Ahmad le Syrien a géré la migration familiale juste avec son téléphone

Paris Match. A l’été 2015, vous avez accompagné une famille de Syriens de la Grèce jusqu’en Suède*. Utilisaient-ils les réseaux sociaux ?
Olivier Jobard. Sans arrêt. C’est un changement en deux ans : j’avais suivi des Afghans qui n’avaient qu’un téléphone classique, avec une puce ne permettant de joindre que les gens sur place, pas à l’étranger. Ce qui les rendait plus tributaires des passeurs.

Grâce aux réseaux sociaux, votre famille syrienne se débrouillait seule ?
Oui. Ahmad, le chef de famille, était sans arrêt branché sur son Smartphone. Un vrai addict. Il se connectait en particulier sur WhatsApp, ce qui lui permettait de suivre d’heure en heure l’évolution des routes, des contrôles. Au dernier moment, par exemple, il a modifié un parcours pour déjouer la construction d’une barrière demandée par Viktor Orban sur la frontière hongroise. Grâce son téléphone et son GPS, on a longé une rivière, et on a trouvé le passage recommandé : un simple poteau électrique en béton qu’on aurait bien été en peine de trouver sans ce coup de pouce informatique. Ahmad décidait, seul, de tout, sans autre consultation que son téléphone.

Un migrant 2.0 en quelque sorte…
Complètement. Pendant notre passage en Serbie, Ahmad savait exactement le nom du réseau, comme la marque de la puce bien particulière qu’il fallait acheter pour avoir la 3G gratuite durant une semaine. De même, entre Nuremberg et Hambourg, au lieu de prendre un TGV direct avec tous les risques de contrôle, Ahmad avait déniché une offre promotionnelle famille qui permettait pendant vingt-quatre heures de prendre autant de liaisons qu’ils le désiraient. On a changé huit fois de train : moins cher et moins de contrôles.

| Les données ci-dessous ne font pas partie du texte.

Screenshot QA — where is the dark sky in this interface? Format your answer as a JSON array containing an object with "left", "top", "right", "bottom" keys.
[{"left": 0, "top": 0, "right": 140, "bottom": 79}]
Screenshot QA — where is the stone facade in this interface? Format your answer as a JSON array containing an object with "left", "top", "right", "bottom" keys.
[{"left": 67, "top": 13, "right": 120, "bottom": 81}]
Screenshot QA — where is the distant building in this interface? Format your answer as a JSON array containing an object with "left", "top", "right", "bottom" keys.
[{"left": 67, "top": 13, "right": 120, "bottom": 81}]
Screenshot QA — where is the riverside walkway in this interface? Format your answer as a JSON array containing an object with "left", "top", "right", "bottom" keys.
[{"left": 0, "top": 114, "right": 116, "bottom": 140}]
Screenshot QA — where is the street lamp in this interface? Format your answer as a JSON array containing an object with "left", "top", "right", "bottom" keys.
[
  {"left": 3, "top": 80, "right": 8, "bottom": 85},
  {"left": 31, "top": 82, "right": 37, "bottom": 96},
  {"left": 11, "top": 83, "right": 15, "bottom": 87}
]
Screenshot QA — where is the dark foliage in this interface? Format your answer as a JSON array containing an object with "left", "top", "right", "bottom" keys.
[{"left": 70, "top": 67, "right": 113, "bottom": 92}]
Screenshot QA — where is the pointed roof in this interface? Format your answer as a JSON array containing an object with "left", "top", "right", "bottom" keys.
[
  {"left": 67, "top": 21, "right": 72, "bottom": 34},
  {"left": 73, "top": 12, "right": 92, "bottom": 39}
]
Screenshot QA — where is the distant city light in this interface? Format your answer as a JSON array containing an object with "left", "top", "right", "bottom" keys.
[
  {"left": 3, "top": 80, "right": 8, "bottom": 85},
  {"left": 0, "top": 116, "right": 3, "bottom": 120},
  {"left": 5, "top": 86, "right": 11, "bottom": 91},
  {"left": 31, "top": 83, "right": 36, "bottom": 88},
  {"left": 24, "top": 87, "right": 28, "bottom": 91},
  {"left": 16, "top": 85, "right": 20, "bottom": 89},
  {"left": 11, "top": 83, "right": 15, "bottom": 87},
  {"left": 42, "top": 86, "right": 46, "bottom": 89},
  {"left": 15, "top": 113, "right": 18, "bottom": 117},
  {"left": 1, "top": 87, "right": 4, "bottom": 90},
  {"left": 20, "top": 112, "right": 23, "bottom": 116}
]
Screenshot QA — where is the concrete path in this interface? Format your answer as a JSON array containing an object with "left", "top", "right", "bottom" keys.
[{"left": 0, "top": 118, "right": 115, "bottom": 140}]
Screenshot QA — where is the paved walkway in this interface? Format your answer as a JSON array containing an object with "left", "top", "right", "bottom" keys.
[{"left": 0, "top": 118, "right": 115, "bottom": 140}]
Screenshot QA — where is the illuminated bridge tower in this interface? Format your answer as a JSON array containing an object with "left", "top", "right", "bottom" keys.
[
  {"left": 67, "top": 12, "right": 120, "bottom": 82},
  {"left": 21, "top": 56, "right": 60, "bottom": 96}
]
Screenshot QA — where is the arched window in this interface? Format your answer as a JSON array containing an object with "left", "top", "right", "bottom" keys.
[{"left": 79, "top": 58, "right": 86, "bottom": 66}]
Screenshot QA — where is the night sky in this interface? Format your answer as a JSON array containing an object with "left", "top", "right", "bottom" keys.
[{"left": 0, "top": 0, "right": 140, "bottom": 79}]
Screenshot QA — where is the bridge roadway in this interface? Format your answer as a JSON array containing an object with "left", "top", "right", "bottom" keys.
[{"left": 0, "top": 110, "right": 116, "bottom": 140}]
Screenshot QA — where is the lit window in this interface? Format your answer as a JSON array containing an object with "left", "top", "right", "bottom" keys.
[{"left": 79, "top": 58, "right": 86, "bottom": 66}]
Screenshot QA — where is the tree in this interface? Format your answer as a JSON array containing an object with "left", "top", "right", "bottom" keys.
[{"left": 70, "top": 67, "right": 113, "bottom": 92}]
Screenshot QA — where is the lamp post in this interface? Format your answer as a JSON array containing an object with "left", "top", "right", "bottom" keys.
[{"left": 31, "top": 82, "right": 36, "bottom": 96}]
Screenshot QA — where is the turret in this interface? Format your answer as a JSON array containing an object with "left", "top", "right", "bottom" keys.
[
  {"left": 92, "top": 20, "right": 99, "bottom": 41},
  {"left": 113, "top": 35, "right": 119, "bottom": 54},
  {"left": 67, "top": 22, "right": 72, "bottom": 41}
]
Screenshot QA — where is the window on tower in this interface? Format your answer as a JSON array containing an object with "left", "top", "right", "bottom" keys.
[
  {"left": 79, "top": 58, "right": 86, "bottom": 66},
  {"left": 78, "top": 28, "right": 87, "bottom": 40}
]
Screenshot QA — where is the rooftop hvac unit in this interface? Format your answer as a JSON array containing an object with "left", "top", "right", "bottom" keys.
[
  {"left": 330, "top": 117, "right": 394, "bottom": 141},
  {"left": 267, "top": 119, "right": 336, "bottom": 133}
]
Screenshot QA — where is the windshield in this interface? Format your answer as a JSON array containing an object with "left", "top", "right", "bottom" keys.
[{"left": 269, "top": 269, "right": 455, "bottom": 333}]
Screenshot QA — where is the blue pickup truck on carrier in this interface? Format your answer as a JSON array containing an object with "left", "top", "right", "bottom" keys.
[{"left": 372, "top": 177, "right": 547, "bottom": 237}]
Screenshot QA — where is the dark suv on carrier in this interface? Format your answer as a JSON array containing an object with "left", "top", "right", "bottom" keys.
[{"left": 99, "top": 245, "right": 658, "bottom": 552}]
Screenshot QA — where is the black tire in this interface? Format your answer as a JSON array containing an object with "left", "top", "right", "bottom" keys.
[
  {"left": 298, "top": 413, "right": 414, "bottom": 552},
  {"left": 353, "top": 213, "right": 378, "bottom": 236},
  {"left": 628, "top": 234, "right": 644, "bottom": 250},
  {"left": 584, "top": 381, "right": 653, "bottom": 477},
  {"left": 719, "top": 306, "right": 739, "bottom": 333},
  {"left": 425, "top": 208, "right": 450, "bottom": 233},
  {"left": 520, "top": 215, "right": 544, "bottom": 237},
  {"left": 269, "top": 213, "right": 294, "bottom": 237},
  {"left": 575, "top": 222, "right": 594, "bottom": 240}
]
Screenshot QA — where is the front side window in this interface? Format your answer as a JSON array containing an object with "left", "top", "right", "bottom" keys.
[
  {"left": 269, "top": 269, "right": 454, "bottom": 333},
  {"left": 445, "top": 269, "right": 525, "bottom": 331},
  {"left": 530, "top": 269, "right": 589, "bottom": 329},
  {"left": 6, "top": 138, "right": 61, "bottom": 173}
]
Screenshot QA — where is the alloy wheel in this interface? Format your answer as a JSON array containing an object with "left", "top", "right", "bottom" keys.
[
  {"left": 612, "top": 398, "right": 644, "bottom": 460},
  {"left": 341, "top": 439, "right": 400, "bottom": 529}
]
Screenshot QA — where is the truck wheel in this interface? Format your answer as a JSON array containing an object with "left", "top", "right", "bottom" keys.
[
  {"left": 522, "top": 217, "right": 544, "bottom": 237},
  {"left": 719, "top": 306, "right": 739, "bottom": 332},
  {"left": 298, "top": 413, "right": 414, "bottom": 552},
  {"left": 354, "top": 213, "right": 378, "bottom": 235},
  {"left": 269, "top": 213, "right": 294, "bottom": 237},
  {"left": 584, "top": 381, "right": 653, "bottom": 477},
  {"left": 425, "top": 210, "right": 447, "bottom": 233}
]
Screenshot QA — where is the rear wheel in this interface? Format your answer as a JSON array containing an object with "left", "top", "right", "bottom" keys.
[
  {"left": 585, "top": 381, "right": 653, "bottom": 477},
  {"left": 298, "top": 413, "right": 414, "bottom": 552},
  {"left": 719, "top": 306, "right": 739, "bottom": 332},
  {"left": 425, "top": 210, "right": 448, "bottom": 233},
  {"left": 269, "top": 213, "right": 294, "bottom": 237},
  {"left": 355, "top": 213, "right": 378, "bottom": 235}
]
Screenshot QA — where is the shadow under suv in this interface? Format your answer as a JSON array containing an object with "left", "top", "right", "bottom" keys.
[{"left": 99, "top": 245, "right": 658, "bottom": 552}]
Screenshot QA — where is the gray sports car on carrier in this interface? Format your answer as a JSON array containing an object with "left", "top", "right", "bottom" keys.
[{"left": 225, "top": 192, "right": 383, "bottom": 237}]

Et Facebook ? En avez-vous entendu parler comme aide aux smugglers ?
Non, du tout. Mais c’est grâce à Facebook, en revanche, que je reste en lien avec l’un des Afghans que j’avais suivis. Expulsé de Grèce, il est en prison dans son pays. Il a un Smartphone, nous restons ainsi en contact.
* Documentaire diffusé sur France 2, le 3 avril dernier : « Tu seras suédoise, ma fille », coréalisé avec Claire Billet, Production Squaw.